Attention ‘Big Pharma’: It’s Time To Get Mobile
While the corporate conglomerates that comprise the pharmaceutical industry have waded their way onto the World Wide Web, they still have a little evolving to do. They need to respond to research that shows more than half of consumers looking up disease information are doing so on their cell phones.
An analysis of Google searches related to 10 medical conditions for the period October 2012 to September 2014 reveals patients are employing their mobile devices between 50 and 65 percent of the time.
“Mobile searches are rising rapidly in healthcare,” the study’s executive summary reads. “Certain conditions are even more popular re: mobile search, probably due to sensitivity & stigma.”

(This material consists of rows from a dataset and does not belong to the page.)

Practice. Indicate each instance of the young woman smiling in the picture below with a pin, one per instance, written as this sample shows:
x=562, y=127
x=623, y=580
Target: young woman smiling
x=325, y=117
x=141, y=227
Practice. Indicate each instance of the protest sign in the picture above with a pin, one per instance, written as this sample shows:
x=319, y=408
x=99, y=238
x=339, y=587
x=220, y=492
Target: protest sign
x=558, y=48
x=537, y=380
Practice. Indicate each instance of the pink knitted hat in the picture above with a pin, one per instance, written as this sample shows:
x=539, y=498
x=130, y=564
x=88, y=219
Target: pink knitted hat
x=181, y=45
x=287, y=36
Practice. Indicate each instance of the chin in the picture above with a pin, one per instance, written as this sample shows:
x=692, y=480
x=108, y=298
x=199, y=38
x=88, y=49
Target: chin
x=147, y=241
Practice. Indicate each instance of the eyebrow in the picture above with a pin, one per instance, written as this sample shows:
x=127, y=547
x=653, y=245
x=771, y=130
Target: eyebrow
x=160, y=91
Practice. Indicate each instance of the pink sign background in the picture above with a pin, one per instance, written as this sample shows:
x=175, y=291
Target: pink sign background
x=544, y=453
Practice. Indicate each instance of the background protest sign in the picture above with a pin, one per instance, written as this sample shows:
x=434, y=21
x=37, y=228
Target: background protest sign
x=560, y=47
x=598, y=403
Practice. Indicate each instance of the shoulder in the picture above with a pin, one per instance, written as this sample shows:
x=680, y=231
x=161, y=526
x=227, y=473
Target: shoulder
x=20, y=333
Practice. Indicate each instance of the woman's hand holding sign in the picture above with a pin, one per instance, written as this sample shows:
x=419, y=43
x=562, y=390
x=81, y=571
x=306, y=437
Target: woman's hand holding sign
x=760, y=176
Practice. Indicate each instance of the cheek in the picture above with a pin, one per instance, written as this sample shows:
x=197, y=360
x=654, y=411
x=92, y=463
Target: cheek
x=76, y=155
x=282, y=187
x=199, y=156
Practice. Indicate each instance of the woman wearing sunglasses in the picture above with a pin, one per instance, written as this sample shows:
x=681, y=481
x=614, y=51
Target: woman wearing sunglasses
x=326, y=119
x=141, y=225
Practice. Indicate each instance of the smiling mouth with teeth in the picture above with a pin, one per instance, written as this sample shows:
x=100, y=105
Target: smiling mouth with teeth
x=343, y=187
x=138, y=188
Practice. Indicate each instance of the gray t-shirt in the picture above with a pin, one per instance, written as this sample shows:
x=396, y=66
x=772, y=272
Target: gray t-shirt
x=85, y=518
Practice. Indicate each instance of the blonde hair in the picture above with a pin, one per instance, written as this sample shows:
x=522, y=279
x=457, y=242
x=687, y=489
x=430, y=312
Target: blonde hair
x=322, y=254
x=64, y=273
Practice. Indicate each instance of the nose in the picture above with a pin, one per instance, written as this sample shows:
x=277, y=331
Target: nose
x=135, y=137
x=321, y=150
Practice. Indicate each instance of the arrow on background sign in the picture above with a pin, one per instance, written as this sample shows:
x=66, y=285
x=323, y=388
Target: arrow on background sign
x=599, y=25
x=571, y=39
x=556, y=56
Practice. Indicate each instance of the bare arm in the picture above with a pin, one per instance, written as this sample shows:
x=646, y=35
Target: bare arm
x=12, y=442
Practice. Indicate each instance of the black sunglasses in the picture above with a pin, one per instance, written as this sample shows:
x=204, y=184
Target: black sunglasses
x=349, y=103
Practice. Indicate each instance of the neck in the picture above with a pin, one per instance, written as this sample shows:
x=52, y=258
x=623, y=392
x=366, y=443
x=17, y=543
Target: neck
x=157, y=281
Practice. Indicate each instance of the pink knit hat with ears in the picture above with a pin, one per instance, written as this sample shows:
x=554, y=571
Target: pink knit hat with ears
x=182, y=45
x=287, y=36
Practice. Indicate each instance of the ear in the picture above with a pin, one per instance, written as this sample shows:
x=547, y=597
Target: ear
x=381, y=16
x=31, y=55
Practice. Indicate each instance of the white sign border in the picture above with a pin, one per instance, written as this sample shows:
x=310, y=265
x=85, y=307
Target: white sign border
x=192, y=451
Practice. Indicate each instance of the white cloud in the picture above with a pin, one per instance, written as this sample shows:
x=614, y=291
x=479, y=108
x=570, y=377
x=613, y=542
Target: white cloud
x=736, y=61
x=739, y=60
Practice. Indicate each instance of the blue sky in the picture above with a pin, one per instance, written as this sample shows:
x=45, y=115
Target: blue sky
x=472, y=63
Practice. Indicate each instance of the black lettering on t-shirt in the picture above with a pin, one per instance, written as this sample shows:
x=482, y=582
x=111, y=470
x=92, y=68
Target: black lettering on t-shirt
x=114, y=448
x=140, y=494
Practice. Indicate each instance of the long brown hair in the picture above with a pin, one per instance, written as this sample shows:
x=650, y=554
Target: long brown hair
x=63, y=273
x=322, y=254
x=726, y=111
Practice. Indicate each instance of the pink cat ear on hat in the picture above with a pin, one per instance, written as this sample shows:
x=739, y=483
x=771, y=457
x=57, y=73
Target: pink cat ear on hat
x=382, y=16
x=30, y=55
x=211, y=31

Among the medical conditions analyzed were diabetes (40.7 percent), attention deficit hyperactivity disorder and chronic obstructive pulmonary disease (both 43.5 percent), multiple sclerosis (43.8 percent), breast cancer (45.3 percent), schizophrenia (48.5 percent), erectile dysfunction (50.3 percent), depression (51.3 percent), HIV (52.8 percent) and premature ejaculation (54.3 percent).
“It is clear that pharma is behind where it needs to be when it comes to mobile,” writes Gary Monk, a marketing consultant in the field, in a LinkedIn article titled “The Pharma Mobile Disconnect.” “This lack of adoption runs in violent contradiction to current patient and consumer behavior.”
The industry is so far behind that companies should optimize their Web sites for mobile or shut them down and start over, Monk concludes.
“If it seems too much effort to optimize…then it is better to spare some further effort and not launch it in the first place,” he writes. “It will be ineffective today, let alone in the next 2 years when the vast majority of searches and views will be on a mobile device.”